Ming-Chi Kuo has a new note out, and this time he’s not talking about Apple. The analyst who’s been right about more iPhone rumors than I can count says OpenAI is working on a phone.
Not just any phone. According to Kuo, OpenAI is partnering with MediaTek and Qualcomm on a custom smartphone chip, with Luxshare handling co-design and manufacturing. That’s a serious hardware stack for a company that’s mostly known for chatbots and image generators.
But the interesting part isn’t the chip. It’s what Kuo says about the software. Instead of a grid of app icons, this phone would rely entirely on AI agents to get things done. No App Store, no Google Play, no gatekeepers telling OpenAI what its software can and can’t do.
That makes sense. Right now, Apple and Google control the pipeline. They decide what system access apps get, which means AI features are always operating within someone else’s sandbox. By building its own phone, OpenAI can give its agents full access to everything — camera, microphone, location, messages, calendar, you name it. No restrictions, no waiting for permission.

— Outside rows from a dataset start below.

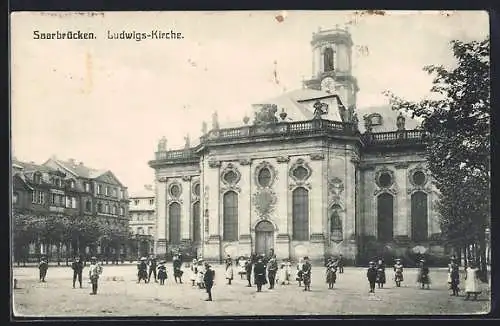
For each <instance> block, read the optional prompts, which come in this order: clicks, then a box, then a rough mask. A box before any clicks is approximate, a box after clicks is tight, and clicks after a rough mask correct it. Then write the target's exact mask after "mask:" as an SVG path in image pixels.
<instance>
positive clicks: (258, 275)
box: [253, 257, 267, 292]
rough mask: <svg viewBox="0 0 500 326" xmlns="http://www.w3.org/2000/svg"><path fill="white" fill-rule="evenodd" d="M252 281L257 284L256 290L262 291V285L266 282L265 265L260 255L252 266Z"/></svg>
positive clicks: (265, 270)
mask: <svg viewBox="0 0 500 326" xmlns="http://www.w3.org/2000/svg"><path fill="white" fill-rule="evenodd" d="M253 274H254V283H255V284H256V285H257V292H262V285H265V284H266V283H267V281H266V265H264V261H263V259H262V257H259V258H258V260H257V263H256V264H255V266H254V267H253Z"/></svg>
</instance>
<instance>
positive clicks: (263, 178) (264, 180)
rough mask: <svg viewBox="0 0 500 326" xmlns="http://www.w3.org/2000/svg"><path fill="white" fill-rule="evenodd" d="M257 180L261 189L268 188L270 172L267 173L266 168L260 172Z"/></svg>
mask: <svg viewBox="0 0 500 326" xmlns="http://www.w3.org/2000/svg"><path fill="white" fill-rule="evenodd" d="M258 180H259V184H260V185H261V186H262V187H267V186H269V184H271V171H269V169H268V168H263V169H262V170H260V171H259V177H258Z"/></svg>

This isn’t a new idea. Nothing CEO Carl Pei said at SXSW that apps are going away. Vibe coding app makers have been predicting an agent-first future for a while. But OpenAI actually has the user base to pull it off. ChatGPT is approaching a billion weekly users. That’s a lot of people who already trust the brand enough to hand over their data.
Kuo says the phone would be designed to constantly understand user context. That’s a fancy way of saying it would know what you’re doing, where you are, and what you probably want next — all the time. That level of data collection would make any app-based competitor jealous. An app on someone else’s phone can only see so much. A phone you designed yourself can see everything.
He also mentions a hybrid approach to processing: small models running on-device for quick tasks, cloud models for the heavy lifting. That feels right. You don’t want to wait for a round trip to the cloud every time you ask for the weather, but you also don’t want to run a 70-billion-parameter model on a phone battery.
Timeline wise, Kuo says component suppliers and final specs should be locked in by late 2026 or early 2027, with mass production starting in 2028. That’s a long way off, but it lines up with what OpenAI’s Chris Lehane said earlier this year about announcing a hardware product in the second half of 2026. Most people assumed that would be the earbuds everyone’s been talking about. Maybe the phone is the real product, and the earbuds are just the first piece.
OpenAI didn’t comment on the story. They rarely do. But if Kuo’s track record holds, this is more than just speculation. A phone without apps, powered by agents that know everything about you — that’s either the future or a privacy nightmare. Probably both.